Reputation: 13088
Let's say I have two functions
def my_sub1(a):
return a + 2
def my_main(a):
a += 1
b = mysub1(a)
return b
and I want to make them faster using a just-in-time compiler like Numba. Is this going to be slower than if I refactor everything into one function
def my_main(a):
a += 1
b = a + 2
return b
because Numba can to deeper optimizations in the second case? Of course my real functions are quite a bit more complex.
Also this whole situation get more difficult if a my_sub1
function get's called more than once - refactoring (and maintaining would become a drag). How does Numba solve this issue?
Upvotes: 2
Views: 899
Reputation: 50318
Tl;dr: Numba is able to inline other Numba functions and it performs relatively advanced inter-procedural optimizations only when using native types (both functions are equally fast in this case), but not with Numpy arrays.

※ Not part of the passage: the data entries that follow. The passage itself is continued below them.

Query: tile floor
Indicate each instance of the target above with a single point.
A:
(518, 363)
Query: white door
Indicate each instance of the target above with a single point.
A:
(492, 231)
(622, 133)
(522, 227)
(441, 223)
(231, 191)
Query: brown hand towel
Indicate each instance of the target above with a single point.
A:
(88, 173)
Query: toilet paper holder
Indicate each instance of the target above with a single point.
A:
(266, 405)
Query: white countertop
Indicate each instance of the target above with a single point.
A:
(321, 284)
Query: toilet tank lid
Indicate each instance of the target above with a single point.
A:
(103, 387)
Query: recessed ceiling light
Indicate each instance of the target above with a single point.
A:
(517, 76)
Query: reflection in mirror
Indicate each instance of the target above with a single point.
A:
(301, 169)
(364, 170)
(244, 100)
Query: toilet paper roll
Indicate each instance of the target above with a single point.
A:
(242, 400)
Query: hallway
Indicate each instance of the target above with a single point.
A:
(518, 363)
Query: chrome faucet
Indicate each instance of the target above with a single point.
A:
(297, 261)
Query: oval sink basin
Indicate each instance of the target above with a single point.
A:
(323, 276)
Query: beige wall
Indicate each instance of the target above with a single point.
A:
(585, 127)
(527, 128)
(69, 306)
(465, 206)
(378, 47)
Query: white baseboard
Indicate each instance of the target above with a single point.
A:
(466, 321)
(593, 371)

You can analyze the resulting assembly code produced by Numba to check how the two functions are optimized. Here is an example with an integer:
import numba as nb
@nb.njit('int64(int64)')
def my_sub1(a):
return a + 2
@nb.njit('int64(int64)')
def my_main(a):
a += 1
b = my_sub1(a)
return b
open('my_sub1.asm', 'w').write(list(my_sub1.inspect_asm().values())[0])
open('my_main.asm', 'w').write(list(my_main.inspect_asm().values())[0])
This produces two assembly files. If you compare the two file, you will see that the only actual difference (beside the different names) is that the first do addq $2, %rdx
while the second do addq $3, %rdx
. This means that Numba succeed to inline the call to my_sub1
in my_main
and merge the summations. Here is the important part of the assembly code:
_ZN8__main__12my_sub1$2413Ex:
addq $2, %rdx
movq %rdx, (%rdi)
xorl %eax, %eax
retq
_ZN8__main__12my_main$2414Ex:
addq $3, %rdx
movq %rdx, (%rdi)
xorl %eax, %eax
retq
With 64-bit floats, the result is the same as long as you use fastmath=True
since the floating-point addition is not associative.
Regarding Numpy arrays, the generated code gets huge and this is very difficult to compare the two codes. However, the my_sub1
function does not seems inlined anymore and Numba does not seem able to merge the Numpy computation (two distinct vectorized loops for the two array summation are present in the generated code). Note that this is similar to what many C/C++ compiler does. As a result, it is probably better to inline functions yourself in performance-critical part of your code.
Upvotes: 2